Artigo

Cidade, memória e território

Os historiadores contemporâneos, em sua grande maioria, admitem que o conhecimento histórico renova- se à medida que se renovam os questionamentos sobre as fontes. Por isso, um dos grandes desafios dos historiadores atuais é “quebrar” paradigmas e consequentemente inter- relacionar, por exemplo, a história nacional e global com a história regional e local. A pesar das novas abordagens, no entanto, prevalecem os estudos elitizados, onde ainda se conta a história dos “vencedores”. No entendimento de Jacques Le Goff (1924/2014), historiador francês, o documento histórico reflete “o esforço das sociedades históricas para impor ao futuro, voluntária ou involuntariamente, determinada imagem de si próprias”.

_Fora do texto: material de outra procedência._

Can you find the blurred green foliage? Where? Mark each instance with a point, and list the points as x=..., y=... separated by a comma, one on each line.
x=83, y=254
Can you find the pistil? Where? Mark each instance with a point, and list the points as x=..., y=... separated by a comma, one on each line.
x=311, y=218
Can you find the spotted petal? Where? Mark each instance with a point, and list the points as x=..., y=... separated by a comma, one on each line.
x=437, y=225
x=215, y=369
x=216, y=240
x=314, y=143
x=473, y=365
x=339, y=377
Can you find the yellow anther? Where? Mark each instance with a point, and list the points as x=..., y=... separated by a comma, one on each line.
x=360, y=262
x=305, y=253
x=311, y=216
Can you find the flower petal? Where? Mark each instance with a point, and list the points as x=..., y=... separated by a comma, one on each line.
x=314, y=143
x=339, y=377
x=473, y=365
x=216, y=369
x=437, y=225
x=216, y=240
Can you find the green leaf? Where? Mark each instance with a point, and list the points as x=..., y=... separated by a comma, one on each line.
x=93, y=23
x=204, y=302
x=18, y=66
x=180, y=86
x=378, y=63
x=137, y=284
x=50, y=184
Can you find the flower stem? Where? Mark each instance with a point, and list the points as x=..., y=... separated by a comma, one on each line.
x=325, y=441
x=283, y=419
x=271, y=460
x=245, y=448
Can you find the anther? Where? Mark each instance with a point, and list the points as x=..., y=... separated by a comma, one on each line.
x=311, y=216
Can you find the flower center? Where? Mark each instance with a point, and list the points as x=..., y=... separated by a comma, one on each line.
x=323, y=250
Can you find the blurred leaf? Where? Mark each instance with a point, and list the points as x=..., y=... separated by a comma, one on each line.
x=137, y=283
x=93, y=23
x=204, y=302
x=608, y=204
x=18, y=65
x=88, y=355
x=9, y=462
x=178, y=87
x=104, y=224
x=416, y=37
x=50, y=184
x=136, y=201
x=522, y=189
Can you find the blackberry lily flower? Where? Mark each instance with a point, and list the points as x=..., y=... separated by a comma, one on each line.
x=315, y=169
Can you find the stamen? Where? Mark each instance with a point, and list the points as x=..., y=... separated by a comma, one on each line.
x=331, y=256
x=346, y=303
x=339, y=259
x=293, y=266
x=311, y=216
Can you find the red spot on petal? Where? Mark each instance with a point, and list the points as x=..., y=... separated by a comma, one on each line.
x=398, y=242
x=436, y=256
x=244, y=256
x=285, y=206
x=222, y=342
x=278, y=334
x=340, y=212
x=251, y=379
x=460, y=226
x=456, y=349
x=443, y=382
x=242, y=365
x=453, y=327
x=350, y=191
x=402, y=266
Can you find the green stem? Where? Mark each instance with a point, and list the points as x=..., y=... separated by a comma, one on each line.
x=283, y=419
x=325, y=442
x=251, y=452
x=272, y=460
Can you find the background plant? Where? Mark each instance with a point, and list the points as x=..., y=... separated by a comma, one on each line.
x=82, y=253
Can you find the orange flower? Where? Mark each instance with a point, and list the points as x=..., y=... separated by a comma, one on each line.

Nesse aspecto, a história local pode contribuir para que a comunidade se (re)conheça e (re)valorize sua própria história, bem como seu território, a partir dessa renovada (re) interpretação documental. Para que isso aconteça, contudo, é necessário haver transformações. A sociedade precisa cobrar e investir mais na produção de projetos, pesquisas, textos, e etc., sobre a história regional e local. A relevância de novos pontos de vista tende oferecer à comunidade, outros elementos que possibilitam ampliar os conceitos e as reflexões sobre as memórias constituídas a respeito dessa história local. Le Goff, mais uma vez, nos lembra que a memória coletiva, nesse sentido, desempenha grande importância, considerando-se o processo de desenvolvimento das sociedades. E ainda, nessa mesma linha de raciocínio, Maurice Halbwachs (1877/1945), sociólogo francês, afiançou que a memória é construída por grupos sociais e são esses grupos que determinam o que vai ou não ser lembrado. A memória, portanto, é a reconstrução de fragmentos do passado da história. Deste modo, há um jogo de manipulação, de interesse da elite dominante, que decide o que vai ser escrito, consolidado, ensinado e o que não vai. Consagra-se, portanto, uma “história vista de cima para baixo”, conforme salientou o historiador inglês, Peter Burke. Assim sendo, a memória enquanto fenômeno social pode “adaptar” o passado e manipular o presente. Essa seletividade do passado pode se destinar a “construir” memórias e experiências que deslocam as atenções para as elites. Por isso, entender a história da cidade através de uma análise crítica, requer ainda entender as transformações sociais, que devem ser estudadas com maior profundidade. A história não deve se negar ao diálogo com outras ciências humanas como, por exemplo, a antropologia, a psicologia, a geografia, a economia e a sociologia, todas elas fundamentais no processo de (re) construção das novas abordagens historiográficas.

É preciso enxergar além do óbvio, para repensar os múltiplos significados históricos possíveis de serem estudados e partilhados no sentido da apreensão da história local e sua territorialidade. Nesse aspecto, esse estudo deve transitar entre a micro-história e a macrohistória, afastando-se da relativização dos acontecimentos, bem como das idealizações dos grupos dominantes. No contexto da historiografia da região cacaueira, e, embalados pelas glórias associadas aos “desbravadores”, dessa mesma região, os novos ricos do cacau, pretenderam moldar um conjunto de valores sociais, políticos e ideológicos que os colocavam como “herdeiros” dos precursores, bem como os ligavam à ideia de “progresso”, consagrando-os também como “líderes natos” da lavoura cacaueira do sul da Bahia. O culto à memória do “desbravador” como homem “singular”, “incomum”, “extraordinário” e “ilustre” ganhou força e permanência. Antonio Gramsci (1891/1937), filósofo marxista e político italiano, salientou que “a história recontada é adaptada aos interesses e necessidades do grupo que se encontra no poder, ou que tenta alcançá-lo”. O fato é que a historiografia da região cacaueira pautou- se, quase que exclusivamente, na relevância e reverência aos “desbravadores”, aos coroneis e aos seus descendentes (consanguíneos e/ou político).

Apesar disso, mais recentemente, outras abordagens históricas sobre essa região têm procurado enfocar personagens esquecidos pelas narrativas tradicionais. Isso nos permite repensar a história linear, que super dimensiona “os grandes vultos”, e, ao mesmo tempo, desconsidera outros agentes históricos, a exemplo dos indígenas, negros, mulheres, pequenos comerciantes, políticos oposicionistas, mini produtores, e os chamados “peões do cacau”. Enfim, a cidade, a memória e o território do que se designa “região cacaueira” do sul da Bahia, requer novos enfoques e outros estudos que ampliem o contato com o regional e o local, conectando-os ao nacional e ao global, sem rótulos e/ou adjetivações. História é história.